Apple Custard Crinkle Cake
Serves: 12
Prep Time: 20 mins
Cooking Time: 60 mins
Ingredients:
- 6 Jazz Apples, halved, cored, very thinly sliced with a mandoline
- 1 tbsp Lemon Juice
- 1 tbsp Caster Sugar
- 375g pkt Filo Pastry
- 150g Butter, melted, cooled
- 1.5 cups (375ml) Milk
- 3 Free-Range Eggs, lightly whisked
- 1 cup (220g) Caster Sugar
Method:
- Preheat your oven to 180°C. Line a 20cm x 30cm slice pan with baking paper. Take your apple slices and toss them in a bowl with the lemon juice and 1 tbsp of caster sugar until well coated.
- Lay out your filo pastry on a clean work surface and keep it covered with a damp tea towel to prevent it from drying out. Start with one sheet of pastry and fold it from the short end to create an accordion pleat. Place this pleated sheet in the prepared pan and arrange some apple slices along the pleats. Repeat this process with the remaining pastry sheets and apple slices, ensuring the apples stay upright.
- Place the pan on a baking tray and bake for 10 minutes or until the pastry is crisp. Pour the melted butter evenly over the pastry mixture and bake for an additional 15-20 minutes until golden.
- In a jug, whisk together the milk, eggs, and the remaining cup of caster sugar. Pour this custard mixture over the pastry and apple arrangement in the pan. Bake for another 30-35 minutes or until the custard is set and the pastry is golden and puffed. Allow the cake to cool before serving.
- Feel free to experiment with other fruits like peaches or rhubarb—whatever is in season and to your liking. Enjoy the delightful combination of crispy pastry and creamy custard with your choice of fruit!
Notes:
- The key to this recipe is the delicate layering of filo pastry with the apple slices, followed by the infusion of a rich custard.

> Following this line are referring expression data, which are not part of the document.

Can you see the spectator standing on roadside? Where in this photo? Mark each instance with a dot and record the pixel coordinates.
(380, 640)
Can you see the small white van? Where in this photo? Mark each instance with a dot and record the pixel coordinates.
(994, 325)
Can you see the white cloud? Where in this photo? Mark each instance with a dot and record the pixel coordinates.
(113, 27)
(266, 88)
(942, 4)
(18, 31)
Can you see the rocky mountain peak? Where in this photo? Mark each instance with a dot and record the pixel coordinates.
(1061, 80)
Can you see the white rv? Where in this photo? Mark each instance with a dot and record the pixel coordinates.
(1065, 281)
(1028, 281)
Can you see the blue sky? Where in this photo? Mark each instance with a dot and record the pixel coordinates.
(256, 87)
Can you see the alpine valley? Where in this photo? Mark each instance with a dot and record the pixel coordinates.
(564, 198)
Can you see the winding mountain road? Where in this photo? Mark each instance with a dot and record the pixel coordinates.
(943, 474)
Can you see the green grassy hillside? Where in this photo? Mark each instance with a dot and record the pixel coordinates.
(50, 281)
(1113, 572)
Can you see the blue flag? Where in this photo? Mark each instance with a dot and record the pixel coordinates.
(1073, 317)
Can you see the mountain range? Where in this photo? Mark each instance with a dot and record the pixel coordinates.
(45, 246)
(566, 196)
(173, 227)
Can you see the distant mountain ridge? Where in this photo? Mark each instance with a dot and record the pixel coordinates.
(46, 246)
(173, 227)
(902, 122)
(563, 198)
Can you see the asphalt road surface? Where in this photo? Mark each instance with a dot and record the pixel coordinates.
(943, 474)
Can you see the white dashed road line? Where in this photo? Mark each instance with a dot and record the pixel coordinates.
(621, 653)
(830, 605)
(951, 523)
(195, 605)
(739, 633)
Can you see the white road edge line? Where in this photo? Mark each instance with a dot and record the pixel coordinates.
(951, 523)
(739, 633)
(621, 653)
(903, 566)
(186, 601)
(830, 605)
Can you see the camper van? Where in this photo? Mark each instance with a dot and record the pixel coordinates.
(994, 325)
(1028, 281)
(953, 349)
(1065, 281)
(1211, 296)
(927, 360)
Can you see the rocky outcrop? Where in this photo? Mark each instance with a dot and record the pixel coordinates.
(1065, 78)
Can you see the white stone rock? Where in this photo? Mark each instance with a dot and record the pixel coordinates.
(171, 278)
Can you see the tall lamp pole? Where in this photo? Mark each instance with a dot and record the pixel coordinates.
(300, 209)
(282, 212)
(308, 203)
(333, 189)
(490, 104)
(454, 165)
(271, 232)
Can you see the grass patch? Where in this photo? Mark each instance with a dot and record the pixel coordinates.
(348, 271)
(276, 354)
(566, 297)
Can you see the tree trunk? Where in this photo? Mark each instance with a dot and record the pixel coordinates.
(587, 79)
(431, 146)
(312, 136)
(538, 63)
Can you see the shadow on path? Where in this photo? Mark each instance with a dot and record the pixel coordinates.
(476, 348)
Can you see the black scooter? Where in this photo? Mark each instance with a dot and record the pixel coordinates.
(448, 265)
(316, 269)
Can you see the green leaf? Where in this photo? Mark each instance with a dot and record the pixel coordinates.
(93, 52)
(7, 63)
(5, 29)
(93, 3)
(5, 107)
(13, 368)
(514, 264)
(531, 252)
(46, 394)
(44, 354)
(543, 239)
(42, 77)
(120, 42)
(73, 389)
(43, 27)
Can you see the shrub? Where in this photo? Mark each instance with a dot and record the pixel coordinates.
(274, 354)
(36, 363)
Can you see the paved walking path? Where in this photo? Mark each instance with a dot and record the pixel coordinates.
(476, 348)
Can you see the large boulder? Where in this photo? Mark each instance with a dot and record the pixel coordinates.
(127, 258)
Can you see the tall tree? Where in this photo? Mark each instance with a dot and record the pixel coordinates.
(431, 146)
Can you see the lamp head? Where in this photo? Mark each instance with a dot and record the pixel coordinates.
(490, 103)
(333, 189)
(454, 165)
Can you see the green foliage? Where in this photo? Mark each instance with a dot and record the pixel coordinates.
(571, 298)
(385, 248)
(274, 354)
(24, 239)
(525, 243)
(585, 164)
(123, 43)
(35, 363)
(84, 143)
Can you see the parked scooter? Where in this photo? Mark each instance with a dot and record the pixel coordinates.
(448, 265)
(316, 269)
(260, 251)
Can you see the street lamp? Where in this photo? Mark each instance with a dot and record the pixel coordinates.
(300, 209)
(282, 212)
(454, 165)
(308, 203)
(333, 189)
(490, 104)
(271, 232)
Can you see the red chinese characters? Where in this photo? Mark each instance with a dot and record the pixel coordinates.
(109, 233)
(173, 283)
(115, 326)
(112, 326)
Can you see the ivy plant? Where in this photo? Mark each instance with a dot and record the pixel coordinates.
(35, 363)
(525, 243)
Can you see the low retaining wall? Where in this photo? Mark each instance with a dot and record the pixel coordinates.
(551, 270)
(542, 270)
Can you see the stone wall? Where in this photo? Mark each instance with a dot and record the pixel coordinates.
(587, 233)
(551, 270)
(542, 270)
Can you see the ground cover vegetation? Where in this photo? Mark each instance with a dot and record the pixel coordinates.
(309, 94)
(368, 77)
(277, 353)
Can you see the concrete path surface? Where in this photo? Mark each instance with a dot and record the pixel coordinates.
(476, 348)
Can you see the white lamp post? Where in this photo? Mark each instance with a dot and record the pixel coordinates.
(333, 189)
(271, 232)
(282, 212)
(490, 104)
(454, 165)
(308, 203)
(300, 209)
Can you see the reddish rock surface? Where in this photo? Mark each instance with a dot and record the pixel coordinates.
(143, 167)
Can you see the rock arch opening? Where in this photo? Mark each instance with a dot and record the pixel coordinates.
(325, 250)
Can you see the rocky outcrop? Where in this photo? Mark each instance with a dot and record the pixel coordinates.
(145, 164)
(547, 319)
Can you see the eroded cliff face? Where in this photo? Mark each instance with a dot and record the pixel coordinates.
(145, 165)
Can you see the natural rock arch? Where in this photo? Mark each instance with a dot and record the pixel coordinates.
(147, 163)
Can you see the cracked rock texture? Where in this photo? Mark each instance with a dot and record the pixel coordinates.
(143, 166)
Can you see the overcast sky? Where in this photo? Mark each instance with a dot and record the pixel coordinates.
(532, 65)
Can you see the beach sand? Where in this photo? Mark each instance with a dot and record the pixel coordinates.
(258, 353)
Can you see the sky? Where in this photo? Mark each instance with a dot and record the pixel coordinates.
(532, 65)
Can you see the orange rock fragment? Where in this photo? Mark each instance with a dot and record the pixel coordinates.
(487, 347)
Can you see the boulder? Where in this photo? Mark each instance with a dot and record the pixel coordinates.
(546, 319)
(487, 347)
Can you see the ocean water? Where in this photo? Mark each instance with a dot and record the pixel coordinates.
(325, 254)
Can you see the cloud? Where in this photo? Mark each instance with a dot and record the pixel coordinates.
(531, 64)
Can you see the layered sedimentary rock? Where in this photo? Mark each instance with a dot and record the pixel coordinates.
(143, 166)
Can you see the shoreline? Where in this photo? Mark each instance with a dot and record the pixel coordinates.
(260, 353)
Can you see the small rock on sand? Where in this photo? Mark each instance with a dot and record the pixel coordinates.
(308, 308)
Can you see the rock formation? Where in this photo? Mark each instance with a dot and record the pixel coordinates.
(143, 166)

- Keeping the filo pastry moist while working with it prevents it from becoming brittle.
- This versatile dessert can be customized with a variety of seasonal fruits, enhancing its flavor profile.
Key Takeaways:
- Layer thinly sliced apples with accordion-pleated filo pastry.
- Initial bake crisps the pastry, followed by adding a custard mixture for the final bake.
- Cooling allows the flavors to meld and the custard to set properly.